Making Art Relevant and Rewarding
Groups such as the Oddfellows Playhouse in Middletown, Conn. and the Sphinx Organization in Detroit have taken the influence of arts in minority communities to levels that appear to transcend any budget limits. One of Oddfellows’ programs, called Arts Explorers, targets sixth, seventh and eighth graders, and enables them to work for a $200 stipend with a professional artist. Matt Pugliese, Managing Director of Oddfellows, says the program is popular among at-risk blacks and Hispanics.
The Sphinx Organization focuses on bringing young black and Hispanic string musicians into professional forums through developmental instruction and promotion of black and Hispanic-made composers.
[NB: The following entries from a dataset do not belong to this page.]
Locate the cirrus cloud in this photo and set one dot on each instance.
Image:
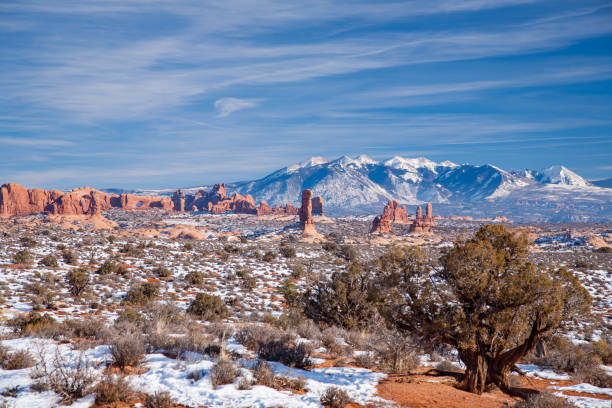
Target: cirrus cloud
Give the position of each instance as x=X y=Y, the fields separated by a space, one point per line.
x=227 y=106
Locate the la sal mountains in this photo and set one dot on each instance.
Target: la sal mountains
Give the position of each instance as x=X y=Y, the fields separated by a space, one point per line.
x=364 y=185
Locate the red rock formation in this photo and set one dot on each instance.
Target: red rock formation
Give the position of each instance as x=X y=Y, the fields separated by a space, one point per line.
x=392 y=213
x=16 y=200
x=178 y=200
x=381 y=225
x=422 y=224
x=317 y=206
x=306 y=221
x=265 y=209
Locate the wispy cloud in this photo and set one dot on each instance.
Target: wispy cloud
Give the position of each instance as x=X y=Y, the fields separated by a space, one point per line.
x=34 y=142
x=227 y=106
x=103 y=83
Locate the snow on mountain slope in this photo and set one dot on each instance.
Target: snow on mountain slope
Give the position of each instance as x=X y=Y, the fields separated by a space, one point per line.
x=364 y=184
x=560 y=175
x=313 y=161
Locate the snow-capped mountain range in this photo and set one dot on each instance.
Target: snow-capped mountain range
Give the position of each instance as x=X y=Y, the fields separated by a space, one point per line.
x=362 y=184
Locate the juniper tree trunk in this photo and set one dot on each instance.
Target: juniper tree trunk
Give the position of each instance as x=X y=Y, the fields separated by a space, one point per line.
x=476 y=372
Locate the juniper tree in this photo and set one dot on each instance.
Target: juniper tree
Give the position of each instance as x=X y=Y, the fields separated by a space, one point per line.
x=485 y=299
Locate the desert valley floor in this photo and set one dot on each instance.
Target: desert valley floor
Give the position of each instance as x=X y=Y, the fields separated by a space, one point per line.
x=144 y=269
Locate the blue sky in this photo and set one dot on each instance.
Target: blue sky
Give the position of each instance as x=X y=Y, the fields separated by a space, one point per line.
x=145 y=93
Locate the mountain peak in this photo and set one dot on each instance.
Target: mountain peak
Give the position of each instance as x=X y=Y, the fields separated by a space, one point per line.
x=402 y=163
x=360 y=161
x=313 y=161
x=561 y=175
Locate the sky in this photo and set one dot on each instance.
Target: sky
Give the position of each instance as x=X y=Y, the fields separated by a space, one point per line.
x=162 y=94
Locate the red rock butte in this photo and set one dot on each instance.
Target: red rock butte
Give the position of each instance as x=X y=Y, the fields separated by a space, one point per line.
x=393 y=213
x=16 y=200
x=306 y=220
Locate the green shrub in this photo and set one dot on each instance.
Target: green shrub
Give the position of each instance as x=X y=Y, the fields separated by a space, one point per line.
x=162 y=272
x=348 y=299
x=32 y=323
x=110 y=266
x=334 y=397
x=159 y=400
x=544 y=400
x=69 y=257
x=15 y=360
x=127 y=350
x=223 y=372
x=23 y=257
x=78 y=280
x=49 y=261
x=208 y=307
x=142 y=294
x=269 y=256
x=195 y=278
x=113 y=389
x=288 y=251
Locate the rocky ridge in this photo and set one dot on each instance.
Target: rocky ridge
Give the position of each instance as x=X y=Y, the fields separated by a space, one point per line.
x=16 y=200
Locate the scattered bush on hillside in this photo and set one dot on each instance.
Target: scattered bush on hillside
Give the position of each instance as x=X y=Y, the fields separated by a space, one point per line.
x=23 y=257
x=544 y=400
x=334 y=397
x=159 y=400
x=78 y=280
x=49 y=261
x=347 y=299
x=113 y=388
x=223 y=372
x=128 y=349
x=208 y=307
x=69 y=378
x=142 y=294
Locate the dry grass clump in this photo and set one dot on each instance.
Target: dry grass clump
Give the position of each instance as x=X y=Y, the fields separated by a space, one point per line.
x=395 y=352
x=544 y=400
x=49 y=261
x=264 y=375
x=335 y=397
x=113 y=389
x=274 y=345
x=208 y=307
x=223 y=372
x=15 y=360
x=142 y=294
x=583 y=362
x=110 y=266
x=78 y=280
x=70 y=379
x=128 y=349
x=159 y=400
x=195 y=278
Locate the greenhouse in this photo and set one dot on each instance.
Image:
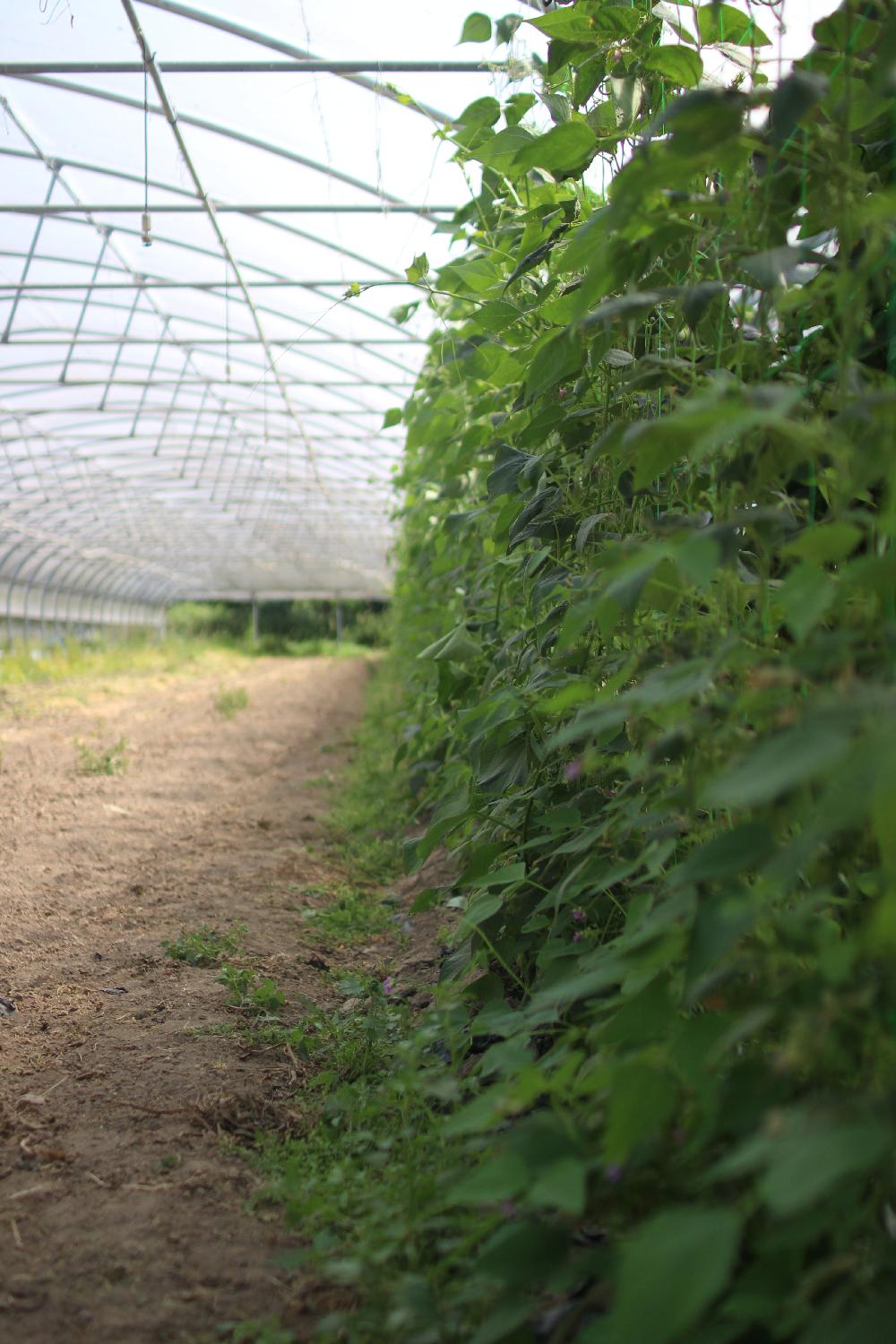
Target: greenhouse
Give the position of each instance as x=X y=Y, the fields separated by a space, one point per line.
x=447 y=644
In 2009, Sphinx launched an international endeavor that sends the young musicians to different countries to perform. South Africa is home to Sphinx’s new development program.
Arts Education Losing Ground in College
Jonathan Bingham, a black senior at Howard University, is one of five students studying composition, which is historically a less popular major at the historically black college. He developed an interest in classical music after he stumbled upon “Across the Stars,” a love score for one of the Star Wars films, while searching for beats he could sample to make hip hop songs.
“When I heard that piece,” Bingham said, “I thought, ‘this composer said exactly what was being portrayed in the movie, but he said [it] in the music.’ I knew exactly what the movie was going to be about before I saw the movie.”
However, Howard’s administration is looking to cut several study programs to strengthen its costs-to-academic efficiency goals. Some majors that may be cut include art history, fashion merchandising and interior design. Bingham fears his small music composition program may be included in that list. But if it happens, Bingham would still be able to graduate with his degree.